La giuria composta da Alvaro Vitali, un attore che di belle donne ne ha viste fin dagli esordi, dalla moglie Stefania Corona, dal cabarettista Roberto Ranelli, dalla voce di Rds Corrado Gentile, da Paola Galisai di Radio Show Italia, oltre che da Riccardo Proietti, delegato alla Cultura di Roma Capitale, dalla moglie Diana Stefani, presidente dell’associazione Apas, e dall’assessore alla Cultura Riccardo Luciani, non ha avuto dubbi nell’assegnarle la fascia e il titolo di dea per bellezza fisica e portamento.
Secondo posto e fascia di “Matrona 2012” se l’è aggiudicato Daria Gloria Borowiez, 20 anni, di Roma, mentre il titolo di “Ancella 2012” è andato a Stefania Morda Baciu, 19 anni di Villanova, seconda nella prima edizione.
Silvia ha incantato tutti sfilando per tre volte davanti ai giuriati, indossando gli abiti del periodo romano realizzati ed offerti dal Gruppo Storico Publio Elio Adriano a La Web Tv di Fabrizio Di Stefano. Prima di due figli, papà Ivo maresciallo dell’Esercito di 52 anni, mamma Annamaria Tombolillo casalinga di 46, Silvia ha un diploma di ragioniera e programmatrice conseguito all’Enrico Fermi di Tivoli con un ottimo 93 centesimi. Eppure, la ricerca del lavoro rappresenta il suo cruccio, visto che per due anni ha fatto la commessa in un negozio d’abbigliamento della “Superba” e per altri due è stata segretaria del Rosmini.
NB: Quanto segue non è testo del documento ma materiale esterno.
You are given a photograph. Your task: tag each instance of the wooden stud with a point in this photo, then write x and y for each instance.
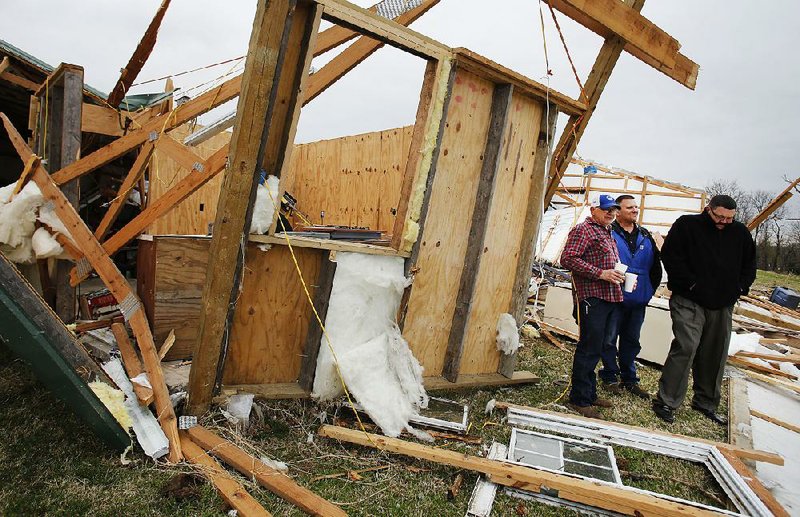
(276, 482)
(136, 172)
(501, 101)
(605, 496)
(533, 217)
(265, 74)
(314, 336)
(592, 90)
(230, 489)
(115, 283)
La passione per la passerella non è nuova, tant’è che ora è in finale di Miss Motorissima, in bacheca ha già messo il titolo di “Miss Tuscolana” e il secondo posto a “Miss IV Municipio” e nel 2010 partecipò alle selezioni regionali per Miss Italia.
Cosa significa per te il titolo di Dea Antica Tibur?
E’ un orgoglio, perché rappresenterò la città in cui sono nata e vivo.
Sentirti chiamare dea dà alla testa?
Un po’ sì.
Qualcuno prima d’ora ti aveva mai definito una dea?
Dea no, ma principessa sì.
E chi?
Il mio fidanzato, Luca Santolamazza: per lui sono unica.
La giuria è stata giusta?
Secondo me sì. Era chiaro che ce la battevamo io e Daria Gloria Borowiez, ma i giurati hanno preferito me perché sono tiburtina.
Il tuo sogno?
Sfilare nell’alta moda, almeno come esperienza. Perché in realtà vorrei trovare un lavoro, magari come segretaria amministrativa, un lavoro stabile intendo, che mi consenta di fare progetti, di crearmi una famiglia e acquistare un’auto tutta mia. Così non dovrò più dividere la macchina con mamma.
Quali sono le paure di una ventenne di oggi?
La difficoltà di trovare un’occupazione stabile. Per due anni ho lavorato con contratti di sei e di otto mesi e da giugno sono di nuovo disoccupata. E pensare che non mi sono iscritta all’università proprio per essere indipendente e non chiedere nulla ai miei genitori: però non è detto che possa prendere una laurea triennale, magari lavorando contemporaneamente.
Quali le speranze di una ventenne?
Cambiare l’ordinamento politico, cacciando il vecchi e mettendo i giovani con idee nuove. In Italia c’è troppo vecchiume in tutti i settori.
Il tuo rapporto con Campolimpido.
Ci vivo soltanto perché ho casa, ma non esco per il quartiere, non mi è mai piaciuto, preferisco Tivoli e dintorni.
Come lo cambieresti?
Tutto. Non abbiamo nulla, non c’è un parco, non c’è una banca, non c’è un ufficio postale: siamo dimenticati dall’amministrazione e a ogni elezione i politici fannomille promesse e poi niente.
Ora che sei Dea?
Magari fosse vero, farei sicuramente qualcosa più di loro.